California Legislators Shelter DMV from Intrepid State Auditor Elaine Howle

State officials who show diligence at their job are not easy to find in California. One notable exception is State Auditor Elaine Howle, who has been on a roll of late. As we noted, Howle found that California State University bosses had stashed away $1.5 billion in discretionary reserves while jacking up tuition and hitting up the legislature for more money. In similar style, University of California president Janet Napolitano, a former Arizona governor and Department of Homeland Security boss, was hiking tuition while stashing away $175 million. Howle’s auditors made this discovery despite efforts interference from Napolitano’s office. California’s Department of Motor Vehicles cries out for that kind of investigatory diligence, but legislators and government unions won’t let Howle near the place. 

“For the second time in the past 12 months,” Bryan Anderson of the Sacramento Bee reports, “California Democrats declined to open an independent investigation into the state’s Department of Motor Vehicles.” The audit request was “the most sweeping review” of the “motor voter” program and new federal ID requirement. 
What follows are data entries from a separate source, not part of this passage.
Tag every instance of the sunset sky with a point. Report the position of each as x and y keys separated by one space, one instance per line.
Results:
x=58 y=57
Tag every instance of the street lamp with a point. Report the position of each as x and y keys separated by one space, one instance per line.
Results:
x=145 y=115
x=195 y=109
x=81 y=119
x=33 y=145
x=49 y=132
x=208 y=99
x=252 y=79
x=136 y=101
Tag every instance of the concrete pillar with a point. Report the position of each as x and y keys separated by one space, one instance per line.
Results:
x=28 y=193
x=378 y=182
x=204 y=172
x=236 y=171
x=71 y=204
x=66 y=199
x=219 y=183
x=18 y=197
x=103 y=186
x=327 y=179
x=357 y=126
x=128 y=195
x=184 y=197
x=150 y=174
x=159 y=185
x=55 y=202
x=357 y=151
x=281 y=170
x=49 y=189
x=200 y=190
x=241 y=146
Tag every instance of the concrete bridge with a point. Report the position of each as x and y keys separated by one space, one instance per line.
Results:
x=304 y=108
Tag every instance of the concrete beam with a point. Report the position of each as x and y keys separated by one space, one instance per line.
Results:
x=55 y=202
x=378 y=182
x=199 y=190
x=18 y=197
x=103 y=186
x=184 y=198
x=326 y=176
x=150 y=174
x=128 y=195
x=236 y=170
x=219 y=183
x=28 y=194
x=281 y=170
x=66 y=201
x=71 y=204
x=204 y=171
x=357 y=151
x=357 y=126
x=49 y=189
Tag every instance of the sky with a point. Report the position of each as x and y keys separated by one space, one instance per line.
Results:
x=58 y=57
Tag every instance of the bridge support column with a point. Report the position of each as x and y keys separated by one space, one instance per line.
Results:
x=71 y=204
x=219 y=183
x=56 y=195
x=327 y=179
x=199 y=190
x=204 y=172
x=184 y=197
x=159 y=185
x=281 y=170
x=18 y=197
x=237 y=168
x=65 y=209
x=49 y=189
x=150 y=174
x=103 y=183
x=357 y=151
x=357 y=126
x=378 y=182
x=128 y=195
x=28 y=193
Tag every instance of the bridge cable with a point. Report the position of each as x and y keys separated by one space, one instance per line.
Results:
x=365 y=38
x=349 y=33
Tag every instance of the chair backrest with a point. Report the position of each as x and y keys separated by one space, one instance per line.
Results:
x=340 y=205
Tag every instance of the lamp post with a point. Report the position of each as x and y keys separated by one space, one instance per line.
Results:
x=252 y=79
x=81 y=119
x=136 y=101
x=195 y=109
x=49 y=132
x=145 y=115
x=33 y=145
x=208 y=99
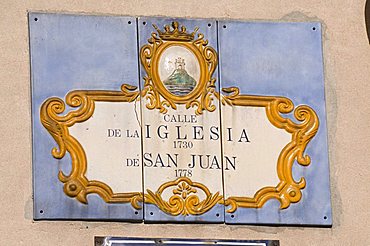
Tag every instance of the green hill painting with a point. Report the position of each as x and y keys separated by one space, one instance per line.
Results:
x=180 y=83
Four Senate Democrats voted against the request, which would have deployed state auditor Elaine Howle. Local 1000 of the Service Employees International Union (SEIU) also urged legislators to reject an independent audit, which union bosses viewed as “premature.” The SEIU represents DMV employees across the state and last year, as ABC News reported, “a key data operator at the Department of Motor Vehicles failed to perform her essential duties over a period of nearly four years because she slept at her desk for extended periods of time during work hours.” The employee was not named and by all indications remains on the job. 
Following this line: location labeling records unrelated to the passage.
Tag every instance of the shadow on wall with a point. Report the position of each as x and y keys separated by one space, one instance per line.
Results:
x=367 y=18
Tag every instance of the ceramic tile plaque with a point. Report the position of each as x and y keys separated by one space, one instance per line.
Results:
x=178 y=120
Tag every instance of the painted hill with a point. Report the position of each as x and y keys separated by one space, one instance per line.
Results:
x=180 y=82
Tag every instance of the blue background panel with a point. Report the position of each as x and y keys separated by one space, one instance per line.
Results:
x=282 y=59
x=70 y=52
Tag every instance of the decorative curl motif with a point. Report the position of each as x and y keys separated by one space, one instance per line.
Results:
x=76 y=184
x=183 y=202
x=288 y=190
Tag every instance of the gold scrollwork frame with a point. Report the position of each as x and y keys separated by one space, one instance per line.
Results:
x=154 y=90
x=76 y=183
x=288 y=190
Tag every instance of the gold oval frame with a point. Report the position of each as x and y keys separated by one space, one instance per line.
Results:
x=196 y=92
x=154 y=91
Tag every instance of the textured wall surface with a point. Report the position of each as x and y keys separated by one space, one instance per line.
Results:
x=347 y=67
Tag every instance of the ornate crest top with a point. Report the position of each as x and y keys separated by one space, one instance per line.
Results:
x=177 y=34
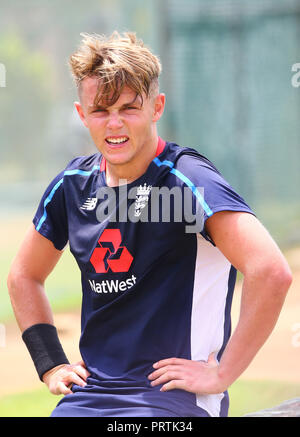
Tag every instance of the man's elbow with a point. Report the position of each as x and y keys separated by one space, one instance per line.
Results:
x=278 y=277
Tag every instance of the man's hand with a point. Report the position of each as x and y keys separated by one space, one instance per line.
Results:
x=60 y=379
x=199 y=377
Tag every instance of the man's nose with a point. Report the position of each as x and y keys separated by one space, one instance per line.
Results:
x=114 y=121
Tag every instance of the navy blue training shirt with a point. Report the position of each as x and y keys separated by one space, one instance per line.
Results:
x=150 y=289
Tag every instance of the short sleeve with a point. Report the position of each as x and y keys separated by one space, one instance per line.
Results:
x=50 y=219
x=213 y=191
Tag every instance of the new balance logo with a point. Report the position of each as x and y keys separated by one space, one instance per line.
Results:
x=110 y=254
x=89 y=204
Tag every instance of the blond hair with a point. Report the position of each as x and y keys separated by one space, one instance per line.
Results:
x=117 y=61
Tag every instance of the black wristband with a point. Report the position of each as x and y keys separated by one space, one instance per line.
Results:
x=44 y=347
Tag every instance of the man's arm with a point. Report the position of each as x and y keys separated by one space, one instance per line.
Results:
x=267 y=277
x=34 y=262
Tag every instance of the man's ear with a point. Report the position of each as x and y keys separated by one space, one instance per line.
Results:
x=80 y=112
x=159 y=106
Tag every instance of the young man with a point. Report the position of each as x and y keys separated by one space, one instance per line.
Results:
x=156 y=299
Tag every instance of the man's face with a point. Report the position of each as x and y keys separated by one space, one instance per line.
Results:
x=121 y=132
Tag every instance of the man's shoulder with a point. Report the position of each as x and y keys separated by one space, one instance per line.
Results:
x=191 y=163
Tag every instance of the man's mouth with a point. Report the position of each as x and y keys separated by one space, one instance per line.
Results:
x=114 y=141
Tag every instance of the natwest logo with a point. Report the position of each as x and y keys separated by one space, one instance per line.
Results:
x=110 y=254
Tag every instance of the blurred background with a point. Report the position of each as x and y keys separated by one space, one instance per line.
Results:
x=228 y=80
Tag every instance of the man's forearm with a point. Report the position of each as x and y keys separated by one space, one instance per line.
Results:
x=29 y=301
x=262 y=298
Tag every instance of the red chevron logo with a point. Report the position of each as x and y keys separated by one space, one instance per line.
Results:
x=110 y=254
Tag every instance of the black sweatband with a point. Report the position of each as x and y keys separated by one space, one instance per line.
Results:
x=44 y=347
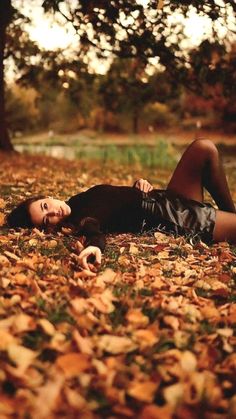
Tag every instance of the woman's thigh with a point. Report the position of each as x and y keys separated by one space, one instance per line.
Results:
x=225 y=227
x=187 y=177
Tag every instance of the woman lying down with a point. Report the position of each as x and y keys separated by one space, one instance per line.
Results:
x=177 y=210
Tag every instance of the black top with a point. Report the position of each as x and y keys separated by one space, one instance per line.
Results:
x=106 y=209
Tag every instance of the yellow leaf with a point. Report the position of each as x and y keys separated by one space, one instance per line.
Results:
x=174 y=394
x=6 y=339
x=137 y=318
x=145 y=337
x=133 y=249
x=2 y=218
x=172 y=321
x=47 y=327
x=2 y=203
x=115 y=344
x=144 y=391
x=188 y=361
x=21 y=356
x=23 y=323
x=73 y=364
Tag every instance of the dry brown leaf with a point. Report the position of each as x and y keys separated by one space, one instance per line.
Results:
x=72 y=364
x=47 y=327
x=6 y=339
x=172 y=321
x=115 y=344
x=2 y=218
x=21 y=356
x=153 y=411
x=48 y=397
x=188 y=362
x=84 y=344
x=23 y=323
x=174 y=394
x=145 y=337
x=133 y=249
x=75 y=400
x=143 y=391
x=137 y=318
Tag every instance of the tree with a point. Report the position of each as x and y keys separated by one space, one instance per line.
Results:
x=122 y=28
x=15 y=44
x=6 y=14
x=129 y=29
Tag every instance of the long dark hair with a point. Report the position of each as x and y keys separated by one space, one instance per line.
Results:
x=20 y=215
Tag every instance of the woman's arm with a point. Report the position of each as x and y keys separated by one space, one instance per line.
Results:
x=93 y=244
x=143 y=185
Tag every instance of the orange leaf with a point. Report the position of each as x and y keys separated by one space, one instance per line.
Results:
x=73 y=364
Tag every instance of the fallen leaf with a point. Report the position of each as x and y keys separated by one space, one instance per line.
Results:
x=143 y=391
x=72 y=364
x=115 y=344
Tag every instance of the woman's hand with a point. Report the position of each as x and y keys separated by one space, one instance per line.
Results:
x=143 y=185
x=88 y=252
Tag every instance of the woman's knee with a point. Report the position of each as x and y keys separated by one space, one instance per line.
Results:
x=205 y=147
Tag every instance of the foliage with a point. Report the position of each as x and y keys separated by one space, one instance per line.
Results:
x=150 y=337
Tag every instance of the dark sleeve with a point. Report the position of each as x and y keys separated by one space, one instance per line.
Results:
x=135 y=183
x=90 y=228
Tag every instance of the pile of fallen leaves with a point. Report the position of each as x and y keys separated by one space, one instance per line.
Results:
x=151 y=336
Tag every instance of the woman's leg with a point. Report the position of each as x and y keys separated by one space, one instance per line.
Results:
x=225 y=227
x=199 y=167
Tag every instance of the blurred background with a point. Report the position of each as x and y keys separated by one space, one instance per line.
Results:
x=86 y=77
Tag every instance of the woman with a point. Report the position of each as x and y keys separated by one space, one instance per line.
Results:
x=178 y=210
Gov. Gavin Newsom has appointed a “strike team” and an outside law firm to investigate the DMV. As Anderson helpfully noted, Elaine Howle “does not report to the Governor’s Office and is considered independent of state government’s executive branch.” That’s why the governor, legislators and government union bosses want to keep her away. Little if any change is likely but there may be another takeaway for taxpayers. 

The DMV is a protected government monopoly, and if Californian’s don’t like it they can’t go to Frank & Don’s DMV down the street. The incompetent, unaccountable DMV could preview what government monopoly health care would look like in California. 

K. Lloyd Billingsley is a Policy Fellow at the Independent Institute and a columnist at American Greatness.